Viver com AIDS::::

  Avanço da medicina faz com que jovens afrouxam na prevenção contra a Aids.

Devido à propagandas enganosas e aos avanços da medicina no tratamento dos portadores do HIV, onde já se é capaz inibir a proliferação do vírus, aumentar a sobrevida dos pacientes e a qualidade do seu cotidiano com as novas drogas desenvolvidas, o número de homossexuais que em 1996 representava 8% das contaminações, hoje somam cerca de 15%.
Esse aumento se deve a mudança de comportamento dos jovens que, antes preocupados em proteger-se, já que a doença significava um sentença de morte, hoje, erroneamente acreditam que a Aids pode ser considerada uma doença crônica, ou seja, que se pode viver sem grandes complicações. 

"Muitos dos homossexuais que iniciam a vida sexual nos dias de hoje não viveram os dramas da geração anterior e não vêem a necessidade de adotar as mesmas práticas. Assim também agem milhões de adolescentes heterossexuais", sintetizou o médico Dráuzio Varella em um artigo publicado no jornal Folha de S.Paulo. 

A grande mudança de comportamento pode ser exemplificada através das inúmeras festas importadas dos EUA. Trata-se de uma sala escura, "dark room", que se destina única e exclusivamente à prática do sexo onde, dificilmente a camisinha faz presença.

Com o crescimento dos casos entre homossexuais, o governo brasileiro, que é modelo para o mundo no que se refere ao tratamento aos portadores da AIDs, sente agora que é preciso fazer algo contra a proliferação da Aids. Sabe-se que é necessário que sejam feitas campanhas permanentes de esclarecimento e prevenção destinado aos diversos grupos ,e até o momento o Ministério da Saúde jamais dedicou uma única peça de esclarecimento destinada ao público homossexual. Só agora, é que se pensa em fazer algo nesse sentido. 

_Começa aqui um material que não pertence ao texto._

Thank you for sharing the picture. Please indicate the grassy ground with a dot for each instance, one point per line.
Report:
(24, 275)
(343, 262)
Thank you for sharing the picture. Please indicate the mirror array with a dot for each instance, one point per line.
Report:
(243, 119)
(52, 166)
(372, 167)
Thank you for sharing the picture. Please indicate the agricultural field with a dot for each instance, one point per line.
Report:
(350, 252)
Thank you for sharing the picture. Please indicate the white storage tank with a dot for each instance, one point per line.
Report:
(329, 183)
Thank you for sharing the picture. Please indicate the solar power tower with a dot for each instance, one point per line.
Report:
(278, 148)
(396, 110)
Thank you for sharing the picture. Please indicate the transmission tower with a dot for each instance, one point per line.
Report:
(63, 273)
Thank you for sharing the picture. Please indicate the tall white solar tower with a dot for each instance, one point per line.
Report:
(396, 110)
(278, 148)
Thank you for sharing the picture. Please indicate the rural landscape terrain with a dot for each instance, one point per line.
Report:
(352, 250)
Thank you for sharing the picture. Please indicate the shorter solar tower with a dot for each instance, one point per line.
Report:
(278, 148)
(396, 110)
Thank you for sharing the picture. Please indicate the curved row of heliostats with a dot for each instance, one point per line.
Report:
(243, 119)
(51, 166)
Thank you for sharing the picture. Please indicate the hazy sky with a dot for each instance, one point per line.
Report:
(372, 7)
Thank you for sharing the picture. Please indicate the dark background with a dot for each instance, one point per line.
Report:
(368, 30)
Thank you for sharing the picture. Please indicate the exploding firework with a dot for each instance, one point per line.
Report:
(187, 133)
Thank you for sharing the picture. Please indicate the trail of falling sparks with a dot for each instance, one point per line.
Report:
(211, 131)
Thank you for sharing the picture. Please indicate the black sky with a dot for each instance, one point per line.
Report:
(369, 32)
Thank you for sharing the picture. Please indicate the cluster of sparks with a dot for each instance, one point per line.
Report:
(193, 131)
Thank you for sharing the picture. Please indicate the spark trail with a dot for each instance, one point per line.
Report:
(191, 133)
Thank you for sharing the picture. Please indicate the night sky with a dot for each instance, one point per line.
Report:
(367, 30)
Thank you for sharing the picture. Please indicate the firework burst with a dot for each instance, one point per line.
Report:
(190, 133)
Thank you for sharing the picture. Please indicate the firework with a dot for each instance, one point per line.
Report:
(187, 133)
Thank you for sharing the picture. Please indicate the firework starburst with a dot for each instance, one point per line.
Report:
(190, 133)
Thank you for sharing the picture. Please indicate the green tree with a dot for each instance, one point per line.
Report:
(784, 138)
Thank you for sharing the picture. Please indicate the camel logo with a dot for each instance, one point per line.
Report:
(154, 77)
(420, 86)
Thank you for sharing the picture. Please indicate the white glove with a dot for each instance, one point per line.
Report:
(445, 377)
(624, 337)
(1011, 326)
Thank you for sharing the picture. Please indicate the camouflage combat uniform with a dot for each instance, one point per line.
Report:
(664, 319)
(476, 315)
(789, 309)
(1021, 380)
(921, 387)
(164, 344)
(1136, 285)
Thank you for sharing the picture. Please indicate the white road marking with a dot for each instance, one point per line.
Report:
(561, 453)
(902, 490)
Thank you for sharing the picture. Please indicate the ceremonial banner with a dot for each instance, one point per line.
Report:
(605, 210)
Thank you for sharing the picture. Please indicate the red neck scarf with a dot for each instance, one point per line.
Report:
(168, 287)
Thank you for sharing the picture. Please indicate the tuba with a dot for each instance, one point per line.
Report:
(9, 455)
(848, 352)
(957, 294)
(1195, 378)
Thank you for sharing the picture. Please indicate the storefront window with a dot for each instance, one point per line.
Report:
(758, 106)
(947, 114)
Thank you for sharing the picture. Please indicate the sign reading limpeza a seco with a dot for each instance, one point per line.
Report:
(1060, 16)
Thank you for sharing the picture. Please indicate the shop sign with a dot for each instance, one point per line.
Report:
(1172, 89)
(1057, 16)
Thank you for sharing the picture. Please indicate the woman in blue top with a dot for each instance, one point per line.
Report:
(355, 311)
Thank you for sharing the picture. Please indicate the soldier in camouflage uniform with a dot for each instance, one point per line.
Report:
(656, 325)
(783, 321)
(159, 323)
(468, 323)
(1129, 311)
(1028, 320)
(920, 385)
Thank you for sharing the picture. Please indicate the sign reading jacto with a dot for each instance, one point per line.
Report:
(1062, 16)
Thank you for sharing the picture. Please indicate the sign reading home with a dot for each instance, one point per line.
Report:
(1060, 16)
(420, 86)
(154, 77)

O que deve-se deixar bem claro é que, apesar de todo avanço conviver com o vírus não é tão simples. Os medicamentos, que podem passar de 15 por dia, só surtem efeito se tomados à risca. Como vários pacientes abandonam o tratamento, o risco do vírus tornar-se mais resistente aumenta à cada dia, além de, em alguns casos o organimos simplesmente deixa de responder ao tratamento. 

Aids

Relatório da ONU alerta sobre o avanço da AIDS

Divulgado no final de junho, o relatório distribuido pela ONU sacudiu a comunidade médica mundial que mesmo após os avanços científicos, com a criação de drogas potentes, o número de doentes cresce assustadoramente. Hoje, 30,6 milhões de pessoas vivem com o vírus HIV, sendo que 6 milhões destes foram infectados no ano passado. Em números podemos dizer que são 16.000 novos casos por dia, sendo a sua grande maioria populações dos países que vivem em completa miséria, sobretudo a África e a Ásia.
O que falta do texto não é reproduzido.